– Это битыми, что ли, от дикарей голозадых драпать?! – возмущенно выкрикнул Кондрат Чугреев. – Э-э, нет, воевода, такой воли мы тебе не дадим! Да как нам с таким позором на люди казаться?! Лучше уж под дубиной языческой полечь али менкву в брюхо угодить! Скажите, други, не хотим позору!
– Не для того жилы рвали, атаман, чтобы до старости оплеванными ходить! – поддержали его и Семенко Волк, и Михайло Ослоп: – Не хотим позору! Не любо!
– Не пойдем домой драными! – нарастало возмущение среди воинов. – Костьми здесь лучше ляжем, нежели без славы возвертаться! Нет казака без победы!
Среди всего этого нарастающего шума только Ганс Штраубе оставался спокойным и молчаливым.
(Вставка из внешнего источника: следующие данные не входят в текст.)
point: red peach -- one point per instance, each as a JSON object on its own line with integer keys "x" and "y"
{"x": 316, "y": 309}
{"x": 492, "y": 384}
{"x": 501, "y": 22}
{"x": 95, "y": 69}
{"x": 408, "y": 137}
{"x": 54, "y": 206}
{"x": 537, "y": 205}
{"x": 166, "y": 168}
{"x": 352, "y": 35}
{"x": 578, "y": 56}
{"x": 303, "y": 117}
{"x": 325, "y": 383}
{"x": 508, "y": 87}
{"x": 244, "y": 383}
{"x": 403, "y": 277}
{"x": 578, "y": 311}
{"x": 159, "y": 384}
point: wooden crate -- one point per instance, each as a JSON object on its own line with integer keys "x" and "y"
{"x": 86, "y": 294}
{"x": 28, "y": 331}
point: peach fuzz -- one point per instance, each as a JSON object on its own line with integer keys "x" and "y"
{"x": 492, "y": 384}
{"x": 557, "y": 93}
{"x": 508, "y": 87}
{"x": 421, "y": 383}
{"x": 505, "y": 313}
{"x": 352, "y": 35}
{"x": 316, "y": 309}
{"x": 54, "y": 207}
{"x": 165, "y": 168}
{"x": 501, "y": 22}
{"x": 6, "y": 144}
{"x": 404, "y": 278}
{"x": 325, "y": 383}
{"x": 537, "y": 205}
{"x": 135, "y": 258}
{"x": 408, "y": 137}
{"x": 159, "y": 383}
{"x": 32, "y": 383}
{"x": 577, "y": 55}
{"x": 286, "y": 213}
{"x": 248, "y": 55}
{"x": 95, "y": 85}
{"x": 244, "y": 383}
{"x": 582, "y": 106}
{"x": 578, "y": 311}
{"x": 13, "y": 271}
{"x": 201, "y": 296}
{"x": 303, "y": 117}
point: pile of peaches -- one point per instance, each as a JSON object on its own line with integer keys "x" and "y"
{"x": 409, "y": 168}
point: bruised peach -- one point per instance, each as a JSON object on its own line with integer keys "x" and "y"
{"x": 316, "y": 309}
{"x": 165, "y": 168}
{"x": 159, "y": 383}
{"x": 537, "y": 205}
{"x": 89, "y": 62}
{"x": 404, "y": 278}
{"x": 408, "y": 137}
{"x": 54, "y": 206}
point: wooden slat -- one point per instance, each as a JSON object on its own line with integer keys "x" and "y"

Похоже, у немца имелось некое свое, отдельное от прочих воинов мнение. Однако же его так никто и не узнал: воевода Иван Егоров поднял руку и в наступившей тишине уверенно объявил:
– По воле вашей, братья мои, не домой побежим мы ныне, а в земли колдовские двинемся, дабы сабли свои с дубинами дикарскими скрестить и биться до той поры, пока не сложит голову последний из казаков али покуда не примут язычники праведной веры Христовой!
– Любо! Любо атаману! – горячо отозвались казаки, вскинув кулаки, а иные и сабли. – Веди нас на язычников, Еремеич! Отдадим животы свои за веру христианскую! Примем муку смертную во славу Иисуса Христа! Слава! Слава! Любо атаману!
– Коли так, – опять вскинув руку, распорядился Егоров, – сбирайтесь, други. На восток выступаем. Новой сечи с ворогом злобным искать.
– Не надо сейчас идти, воевода, – неожиданно прозвучал в наступившей тишине спокойный совет. – Ночи следует дождаться.
– Что сказываешь, Матвей? – прищурился на стоящего у чума казака воевода.
– Сказываю, не видно ничего ночью с небес, – ответил Серьга. – Посему не летают сир-тя в темноте. Коли ночью из стойбища сего уйдем, не заметят сего колдуны и подлянки устроить не сумеют.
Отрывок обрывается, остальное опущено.